Robbin’s iPhoto.  Pictured with me: Shawn Fox  & Chuck Fry

I was weaned on a copy of the Teco calf table and my job at six or seven was to push the calves up a narrow chute through the sliding gate to the table.  My dad was on one side and Clarence Holdbrooks on the other.  Clarence would catch the head and squeeze the body of the calf, and then tip the table into a horizontal position.  My dad would put a rope around the back feet of the calf and stretch them tight to make it immobile so the bull calves could be castrated and all the calves branded, vaccinated and ear marked.  Once done, the table would be tipped to a vertical position and the calf released.  The three of us, two men and a boy, would brand 50 head in about 2 hours.

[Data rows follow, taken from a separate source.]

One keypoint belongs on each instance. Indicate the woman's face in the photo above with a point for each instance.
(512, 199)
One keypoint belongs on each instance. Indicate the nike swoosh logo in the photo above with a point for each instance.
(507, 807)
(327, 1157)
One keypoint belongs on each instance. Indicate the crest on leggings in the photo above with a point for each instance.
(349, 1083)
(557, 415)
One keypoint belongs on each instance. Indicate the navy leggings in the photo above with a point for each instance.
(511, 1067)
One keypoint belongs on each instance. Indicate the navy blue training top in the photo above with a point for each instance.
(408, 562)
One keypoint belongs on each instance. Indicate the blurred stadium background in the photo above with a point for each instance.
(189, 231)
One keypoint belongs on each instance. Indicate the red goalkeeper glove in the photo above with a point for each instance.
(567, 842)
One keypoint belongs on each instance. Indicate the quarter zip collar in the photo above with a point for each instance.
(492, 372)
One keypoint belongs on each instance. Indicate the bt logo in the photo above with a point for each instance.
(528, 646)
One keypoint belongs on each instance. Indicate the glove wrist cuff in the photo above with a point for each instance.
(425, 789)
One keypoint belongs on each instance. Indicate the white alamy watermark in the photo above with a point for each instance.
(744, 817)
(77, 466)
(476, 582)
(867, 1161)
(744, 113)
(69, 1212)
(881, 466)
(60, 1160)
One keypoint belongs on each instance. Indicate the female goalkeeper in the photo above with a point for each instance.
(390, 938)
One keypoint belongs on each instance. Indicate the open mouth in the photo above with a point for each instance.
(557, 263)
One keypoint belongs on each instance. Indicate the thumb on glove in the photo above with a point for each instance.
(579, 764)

The calves were small, but I learned a lot from the back side of those calves.  Of course my denim jeans would be covered with shit. Naturally the calves would often kick me, but  I learned that the closer I got to the calf the less the kick would hurt as opposed to standing back and getting the full force of the kick.

Branding on the calf table wasn’t much fun compared to roping the calves a horseback, so by the time I got my own cows, we headed, heeled and stretched them out for the process.  And so it went for fifty years here, a crew of the neighbors branding one another’s calves—trading labor.

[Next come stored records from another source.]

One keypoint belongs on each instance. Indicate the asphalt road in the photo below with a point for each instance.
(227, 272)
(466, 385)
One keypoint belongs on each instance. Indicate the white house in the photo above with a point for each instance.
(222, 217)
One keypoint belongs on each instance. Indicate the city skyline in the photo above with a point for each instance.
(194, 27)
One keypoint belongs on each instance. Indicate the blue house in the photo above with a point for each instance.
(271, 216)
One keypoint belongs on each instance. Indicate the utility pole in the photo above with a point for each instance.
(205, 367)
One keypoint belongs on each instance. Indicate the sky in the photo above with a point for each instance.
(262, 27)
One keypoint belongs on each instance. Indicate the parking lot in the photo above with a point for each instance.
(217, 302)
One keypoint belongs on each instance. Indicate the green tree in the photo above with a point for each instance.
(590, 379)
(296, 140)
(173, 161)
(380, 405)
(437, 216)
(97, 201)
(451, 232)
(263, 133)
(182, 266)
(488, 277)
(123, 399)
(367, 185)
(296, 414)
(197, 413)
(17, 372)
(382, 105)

I remember branding calves for Forrest Homer in a 20’ x 20’ board pen where you needed to know how to throw a trap with your heel rope.  But since then the corrals have gotten larger and the action quicker to where today’s brandings have become more like team ropings that are harder on the calves, so much so that Robbin and I have gone back to using the calf table.

 

Robbin’s iPhoto. Terri Blanke, Allie Fox, Tammi Rivas

YELLOWSTONE MYTH


The TV cowboys have the best
scripts, estates and corporate jets
to glorify an endangered West
planted with ranchettes

like Jimson Weed
to play make believe
with 100 X beaver lids
and Lucchese boots

no cowman could afford
for looks to match the myth.


https://inthesetimes.com/article/yellowstone-tv-show-finale-gentrification-development-west

 

Comment:

I live within minutes of the Dutton Ranch. It was/is a cartoon of itself long before Hollywood “found” it . As it was “built” on the same mythology before “Yellowstone”  it is NO surprise Hollywood found it perfect for the perpetuation of the myths.   That it is in the Bitteroot Valley, portrayed as Paradise Valley actually on the Yellowstone River , not the Bitterroot River is the least egregious offense of artistic license.

Yes, the perfect set and backdrop to advance the mythology and to pump in enough cash for a few years to “jazz up” a very poor local economy, enriching a few while leaving them detritus of unaffordable housing and other long term burdens that go with ALL boom and bust cycles.

That the “series” collided with  a pandemic driven, house bound, binging viewership was an unfortunate coincidence.  That, along with the ridiculous home prices in some places fueled a mass migration to seemingly cheap relocation opportunities.  The migrants arrived with mountains of cash and the beatific notions of their new “home” grounded in the mythologies absorbed from a screen that they continue to be glued to as the beauty of the real Montana is paying the exorbitant price for simply being beautiful; as if there are NO other considerations.

“They” know not of what they’ve wrought.